The White House has been pressing Congress to pass legislation to ban employment discrimination against lesbian, gay, bisexual and transgender people and has resisted issuing an executive order in favor of pursuing a broader, legislative solution.
But Obama has spent the year taking executive action on a host of other domestic priorities where Congress has failed to make legislative headway, and activists have pressed him to do the same on the issue of gay rights.
"Following on his pledge for this to be a year of action to expand opportunity for all Americans, the president has directed his staff to prepare for his signature an Executive Order that prohibits federal contractors from discriminating on the basis of sexual orientation or gender identity," a White House official said.

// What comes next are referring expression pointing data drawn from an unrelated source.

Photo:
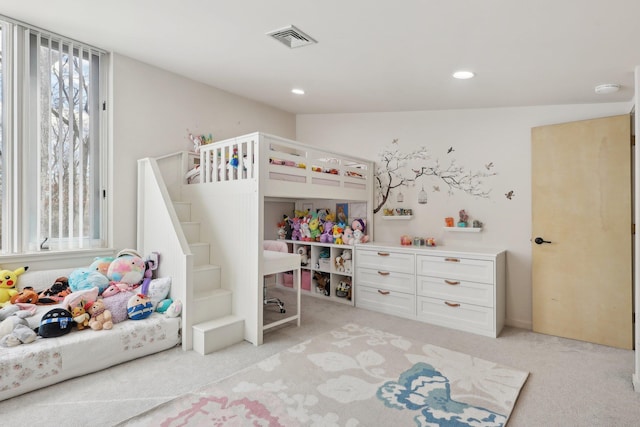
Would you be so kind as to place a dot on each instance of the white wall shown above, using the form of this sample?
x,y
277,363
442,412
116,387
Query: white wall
x,y
151,112
501,136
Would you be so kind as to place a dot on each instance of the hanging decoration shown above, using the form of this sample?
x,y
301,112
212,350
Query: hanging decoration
x,y
395,170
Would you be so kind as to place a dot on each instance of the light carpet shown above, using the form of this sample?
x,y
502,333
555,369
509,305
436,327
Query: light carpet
x,y
352,376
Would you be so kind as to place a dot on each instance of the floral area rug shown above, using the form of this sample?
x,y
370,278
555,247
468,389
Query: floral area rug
x,y
352,376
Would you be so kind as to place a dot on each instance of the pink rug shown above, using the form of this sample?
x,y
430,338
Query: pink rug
x,y
352,376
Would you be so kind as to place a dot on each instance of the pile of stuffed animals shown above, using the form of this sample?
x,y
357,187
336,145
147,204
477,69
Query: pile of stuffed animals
x,y
322,226
110,290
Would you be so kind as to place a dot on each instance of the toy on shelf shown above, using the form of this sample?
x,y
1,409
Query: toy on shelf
x,y
303,251
359,227
343,290
343,262
463,218
327,232
323,284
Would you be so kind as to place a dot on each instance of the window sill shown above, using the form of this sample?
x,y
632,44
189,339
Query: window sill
x,y
54,259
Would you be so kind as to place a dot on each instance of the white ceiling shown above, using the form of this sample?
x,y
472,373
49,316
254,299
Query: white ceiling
x,y
372,55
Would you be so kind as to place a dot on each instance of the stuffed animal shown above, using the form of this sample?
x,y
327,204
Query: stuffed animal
x,y
100,316
343,290
305,230
346,259
8,282
304,256
80,316
347,235
337,235
139,307
361,225
14,329
27,296
314,228
85,278
295,228
127,268
56,293
101,265
327,232
55,323
322,283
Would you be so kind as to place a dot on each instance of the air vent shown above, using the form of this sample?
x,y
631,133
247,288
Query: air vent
x,y
291,37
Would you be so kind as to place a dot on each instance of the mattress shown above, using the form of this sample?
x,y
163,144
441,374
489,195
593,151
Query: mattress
x,y
48,361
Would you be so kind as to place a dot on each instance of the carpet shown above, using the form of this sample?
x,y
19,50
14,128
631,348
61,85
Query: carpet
x,y
352,376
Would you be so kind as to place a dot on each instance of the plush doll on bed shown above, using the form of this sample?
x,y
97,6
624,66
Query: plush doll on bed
x,y
100,316
8,282
127,267
139,307
14,329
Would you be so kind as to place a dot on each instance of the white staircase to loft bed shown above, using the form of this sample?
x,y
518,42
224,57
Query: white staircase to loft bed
x,y
165,224
235,178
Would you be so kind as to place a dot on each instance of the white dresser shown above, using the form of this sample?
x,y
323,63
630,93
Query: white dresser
x,y
457,287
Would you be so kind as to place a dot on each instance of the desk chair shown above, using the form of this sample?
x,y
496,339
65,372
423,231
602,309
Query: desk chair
x,y
277,246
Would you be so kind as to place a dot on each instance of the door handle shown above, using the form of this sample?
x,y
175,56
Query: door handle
x,y
540,240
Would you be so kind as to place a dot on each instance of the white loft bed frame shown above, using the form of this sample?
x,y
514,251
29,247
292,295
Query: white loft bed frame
x,y
230,201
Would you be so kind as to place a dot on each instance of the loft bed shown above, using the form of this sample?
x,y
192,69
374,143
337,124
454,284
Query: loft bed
x,y
230,183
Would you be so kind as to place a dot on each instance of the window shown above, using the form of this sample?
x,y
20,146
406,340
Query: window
x,y
51,172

"The action would build upon existing protections, which generally prohibit federal contractors and subcontractors from discriminating in employment decisions on the basis of race, color, religion, sex, or national origin," the official, who spoke on condition of anonymity, said.
Since coming into office, Obama helped end the "don't ask, don't tell" policy that prohibited gays from serving openly in the military and, after what he described as an evolution in his thinking, gave backing to gay marriage during his 2012 re-election campaign.